Second, for corporations who think a refused records request can be papered over with a partial response: Balasubramaniam shows the cost of getting it wrong twice. A corporation that gets a records-refusal finding once and doesn't change behaviour exposes itself to a maximum-penalty escalation. The cost of a robust records-request response process is dramatically less than the cost of repeat tribunal proceedings.
The bottom line: maximum penalty awards are real, but they're reserved for corporations whose refusal pattern has already withstood one round of tribunal correction. Balasubramaniam is the cleanest authority for the calibration framework. Run FineCheck on the underlying fine notice; if your verification effort has been impeded by records refusal, separately pursue the records-refusal claim and plead the penalty factors explicitly.
What the tribunal said
Selected excerpts from the Ontario CAT's reasoning. Full decision on CanLII.
[19] Under section 1.44 (3) of the Act, the Tribunal has authority to award a penalty of up to $5000. What penalty amount is appropriate depends on the specific facts in each case. It is important to outline the basis for a penalty under the Act. In previous Tribunal decisions it has been held that the purpose of a penalty is to impress upon condominium corporations the seriousness of their legal responsibilities. [22] I have found that the Respondent has refused without reasonable excuse to provide the Applicant with the meeting minutes for May 2022 to June 2023, the most recent financial statements and the corporation's bank statements for January 2021 to May 2023. This refusal occurred despite consequences for similar behaviour having been imposed against the Respondent by this Tribunal. [23] In determining the quantum of the penalty, I have considered the length of the delay, the number of records not provided, and the type of record. I have also considered the Respondent's repeated non-compliance under the Act regarding requests for records. Considering these factors, I find that a penalty in the maximum amount of $5,000 is appropriate.

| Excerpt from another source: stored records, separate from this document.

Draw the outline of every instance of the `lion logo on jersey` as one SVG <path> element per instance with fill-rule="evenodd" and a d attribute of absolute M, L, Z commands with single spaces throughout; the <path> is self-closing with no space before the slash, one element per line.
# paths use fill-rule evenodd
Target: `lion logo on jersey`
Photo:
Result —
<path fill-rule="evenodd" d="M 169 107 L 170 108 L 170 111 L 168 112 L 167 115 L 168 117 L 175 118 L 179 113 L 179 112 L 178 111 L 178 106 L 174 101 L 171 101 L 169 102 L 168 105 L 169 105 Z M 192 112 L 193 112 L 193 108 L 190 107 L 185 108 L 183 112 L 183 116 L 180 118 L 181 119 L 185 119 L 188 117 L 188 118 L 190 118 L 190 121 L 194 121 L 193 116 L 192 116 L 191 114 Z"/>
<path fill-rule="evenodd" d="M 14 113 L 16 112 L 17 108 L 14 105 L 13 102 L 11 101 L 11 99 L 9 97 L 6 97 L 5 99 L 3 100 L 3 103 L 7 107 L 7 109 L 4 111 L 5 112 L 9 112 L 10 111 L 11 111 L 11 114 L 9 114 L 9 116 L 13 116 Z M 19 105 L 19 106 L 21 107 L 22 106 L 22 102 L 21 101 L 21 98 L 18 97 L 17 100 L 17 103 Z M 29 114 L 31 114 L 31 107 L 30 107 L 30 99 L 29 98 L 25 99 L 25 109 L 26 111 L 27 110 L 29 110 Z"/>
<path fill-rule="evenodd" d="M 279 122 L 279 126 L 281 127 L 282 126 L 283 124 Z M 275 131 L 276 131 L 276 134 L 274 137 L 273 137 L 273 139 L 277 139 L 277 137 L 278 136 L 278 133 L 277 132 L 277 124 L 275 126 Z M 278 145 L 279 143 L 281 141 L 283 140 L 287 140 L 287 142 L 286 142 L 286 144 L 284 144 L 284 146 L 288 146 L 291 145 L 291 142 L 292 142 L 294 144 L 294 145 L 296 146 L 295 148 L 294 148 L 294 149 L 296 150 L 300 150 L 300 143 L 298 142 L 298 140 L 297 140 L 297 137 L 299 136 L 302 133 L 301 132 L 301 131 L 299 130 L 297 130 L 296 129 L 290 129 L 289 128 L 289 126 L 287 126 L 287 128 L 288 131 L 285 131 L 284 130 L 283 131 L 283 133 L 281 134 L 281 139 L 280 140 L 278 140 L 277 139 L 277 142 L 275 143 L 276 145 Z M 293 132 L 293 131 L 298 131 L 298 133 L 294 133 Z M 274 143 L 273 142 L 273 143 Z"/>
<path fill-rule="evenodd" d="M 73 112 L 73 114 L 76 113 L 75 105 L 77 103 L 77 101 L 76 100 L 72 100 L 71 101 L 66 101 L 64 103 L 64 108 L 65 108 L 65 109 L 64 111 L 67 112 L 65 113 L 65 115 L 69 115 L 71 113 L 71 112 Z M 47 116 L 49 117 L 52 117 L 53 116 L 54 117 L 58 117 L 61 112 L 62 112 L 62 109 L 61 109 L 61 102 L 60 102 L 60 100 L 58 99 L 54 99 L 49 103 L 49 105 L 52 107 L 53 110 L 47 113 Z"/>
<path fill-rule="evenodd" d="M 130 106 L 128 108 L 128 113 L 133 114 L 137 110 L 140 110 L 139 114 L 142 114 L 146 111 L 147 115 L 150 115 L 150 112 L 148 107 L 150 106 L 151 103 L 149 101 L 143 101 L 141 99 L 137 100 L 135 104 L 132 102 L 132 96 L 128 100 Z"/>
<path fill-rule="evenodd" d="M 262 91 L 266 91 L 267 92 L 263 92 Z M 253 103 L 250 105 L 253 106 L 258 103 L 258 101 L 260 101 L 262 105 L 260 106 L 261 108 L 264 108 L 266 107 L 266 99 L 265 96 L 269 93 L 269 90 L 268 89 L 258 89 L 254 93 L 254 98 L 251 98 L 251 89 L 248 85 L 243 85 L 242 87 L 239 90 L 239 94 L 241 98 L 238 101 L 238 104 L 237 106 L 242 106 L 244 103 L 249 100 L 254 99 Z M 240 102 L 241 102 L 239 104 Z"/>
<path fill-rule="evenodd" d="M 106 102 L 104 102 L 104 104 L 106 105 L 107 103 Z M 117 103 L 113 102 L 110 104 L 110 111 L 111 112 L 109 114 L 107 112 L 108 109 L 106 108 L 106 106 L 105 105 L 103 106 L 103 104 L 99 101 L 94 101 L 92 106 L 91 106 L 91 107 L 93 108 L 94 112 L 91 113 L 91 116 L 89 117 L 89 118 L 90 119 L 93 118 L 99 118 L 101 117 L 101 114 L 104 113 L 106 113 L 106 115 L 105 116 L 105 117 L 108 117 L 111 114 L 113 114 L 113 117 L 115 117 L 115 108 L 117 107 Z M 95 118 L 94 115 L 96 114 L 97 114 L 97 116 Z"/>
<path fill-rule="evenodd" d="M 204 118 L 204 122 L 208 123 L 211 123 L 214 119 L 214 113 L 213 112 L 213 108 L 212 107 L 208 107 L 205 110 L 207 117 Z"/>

Connects to FineCheck's framework
Jurisdictional note: Ontario CATdecisions are not binding on Alberta's CDRT, but the CDRT will look to other Canadian condo tribunals for guidance under analogous statutory provisions until its own case law develops. The substantial-compliance + prejudice framework used in this decision parallels the test in CDRT Policies and Procedures s.7(b).
Decision date: October 23, 2023 · Citation: 2023 ONCAT 152 · Outcome: notice voided. FineCheck's commentary is published for research and educational use; not legal advice. Verify any reliance on this decision against the original text.